The semantics and operation of the --gamma-target option are overly complicated.

See restrictions below.

There is always one more bug.

RESTRICTIONS

Please note that this restriction has been removed in the present version of rsar. The discussion is left here because it may be of service to users interested in additional speed of operation. The default behaviour of the optimised gamma evaluator is to deal with string values in the dataset. However, the default behaviour of the naive gamma evaluator (see --naive) is still to read in integers! To process a dataset with discrete, symbolic values, specify -nS or --naive --string-tokens.

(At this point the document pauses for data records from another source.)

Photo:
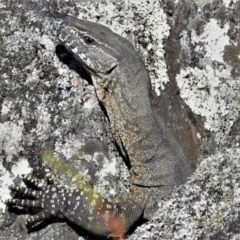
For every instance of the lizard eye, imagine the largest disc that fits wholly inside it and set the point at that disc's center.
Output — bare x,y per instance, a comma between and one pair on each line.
88,40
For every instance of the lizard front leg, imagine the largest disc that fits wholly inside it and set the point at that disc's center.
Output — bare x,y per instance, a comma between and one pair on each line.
83,207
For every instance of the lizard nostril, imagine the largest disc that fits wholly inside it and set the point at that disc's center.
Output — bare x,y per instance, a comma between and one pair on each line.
110,70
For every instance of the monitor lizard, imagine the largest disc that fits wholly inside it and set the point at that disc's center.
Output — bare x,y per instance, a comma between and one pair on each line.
158,163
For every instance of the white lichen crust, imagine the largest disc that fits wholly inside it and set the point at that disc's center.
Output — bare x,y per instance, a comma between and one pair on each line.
203,207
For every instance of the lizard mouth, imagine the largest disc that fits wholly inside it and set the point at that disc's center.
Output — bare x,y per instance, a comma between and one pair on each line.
99,74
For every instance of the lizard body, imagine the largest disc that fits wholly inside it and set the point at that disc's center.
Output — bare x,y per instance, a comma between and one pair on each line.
158,163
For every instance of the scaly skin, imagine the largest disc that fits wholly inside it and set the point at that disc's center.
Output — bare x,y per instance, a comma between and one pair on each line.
158,163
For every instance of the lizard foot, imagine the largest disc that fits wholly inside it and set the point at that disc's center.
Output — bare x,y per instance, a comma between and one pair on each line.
44,196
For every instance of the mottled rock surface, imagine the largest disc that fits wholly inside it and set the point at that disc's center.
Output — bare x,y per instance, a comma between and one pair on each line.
47,102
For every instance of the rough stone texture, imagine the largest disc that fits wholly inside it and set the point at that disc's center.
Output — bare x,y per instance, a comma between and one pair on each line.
47,101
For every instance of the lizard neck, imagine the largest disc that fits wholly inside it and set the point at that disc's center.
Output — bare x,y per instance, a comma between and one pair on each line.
129,107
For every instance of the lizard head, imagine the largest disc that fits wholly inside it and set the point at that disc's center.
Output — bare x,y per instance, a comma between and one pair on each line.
94,45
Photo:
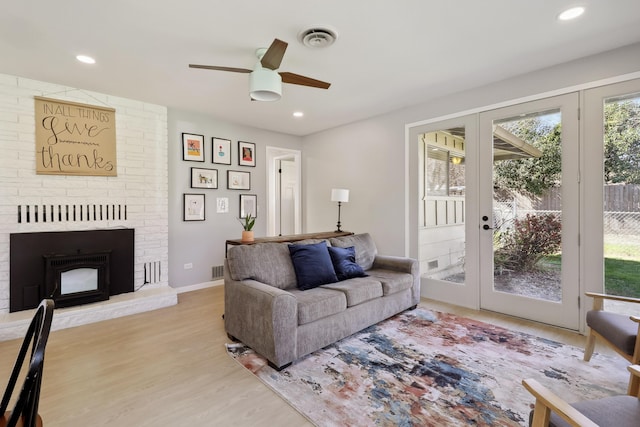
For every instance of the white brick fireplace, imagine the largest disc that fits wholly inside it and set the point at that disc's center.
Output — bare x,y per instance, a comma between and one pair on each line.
136,198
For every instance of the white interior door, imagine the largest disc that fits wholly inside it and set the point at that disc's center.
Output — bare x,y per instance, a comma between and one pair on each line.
528,218
284,194
447,152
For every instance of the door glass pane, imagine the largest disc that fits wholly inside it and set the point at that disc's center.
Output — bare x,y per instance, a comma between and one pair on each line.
442,205
527,205
622,199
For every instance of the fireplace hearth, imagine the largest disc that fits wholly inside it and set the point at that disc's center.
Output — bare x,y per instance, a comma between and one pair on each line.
75,267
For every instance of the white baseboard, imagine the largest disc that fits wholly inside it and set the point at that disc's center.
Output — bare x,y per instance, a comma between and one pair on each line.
198,286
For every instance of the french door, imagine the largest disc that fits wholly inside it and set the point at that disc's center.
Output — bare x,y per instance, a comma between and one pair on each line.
528,210
612,202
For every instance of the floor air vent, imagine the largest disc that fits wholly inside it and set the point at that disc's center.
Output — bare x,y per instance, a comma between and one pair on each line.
217,272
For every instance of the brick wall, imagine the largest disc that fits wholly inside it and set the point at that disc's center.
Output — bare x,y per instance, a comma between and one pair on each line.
136,198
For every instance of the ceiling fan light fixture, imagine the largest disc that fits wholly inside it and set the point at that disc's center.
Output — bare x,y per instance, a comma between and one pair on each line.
265,85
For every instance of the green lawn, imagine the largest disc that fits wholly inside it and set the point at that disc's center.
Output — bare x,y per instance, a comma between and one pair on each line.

When dealing with integer values, you will need to massage datasets to an integer format before they can be accepted by rsar.

This restriction was placed for a reason: it accelerates reading the dataset from disk, speeds up its parsing into tokens, drastically simplifies the data structures needed to store the tokens (dynamic, 32-bit integer arrays instead of hashes) and thus increases overall processing speed. Converting a dataset to rsars’s required format needs to be done once, not once per dataset pass.

The dataset cannot be a device special, FIFO or pipe. It needs to be a file on a random-access device, as rsar makes numerous passes through the file in the course of reduction. This is yet another conscious design decision to facilitate the processing of extremely large datasets (several tens of thousands of attributes by several hundreds of objects). The operating system should be much more effective (and faster) at caching the dataset in main memory during the course of reduction.

AUTHOR

Written by Alexios Chouchoulas.

REPORTING BUGS

Report bugs to Alexios Chouchoulas <alexios@dai.ed.ac.uk>.

COPYRIGHT

Copyright © 1999-2003 Alexios Chouchoulas <alexios@dai.ed.ac.uk>.
This is free software; see the source for copying conditions. There is NO warranty; not even for MERCHANTABILITY or FITNESS FOR A PARTICULAR PURPOSE.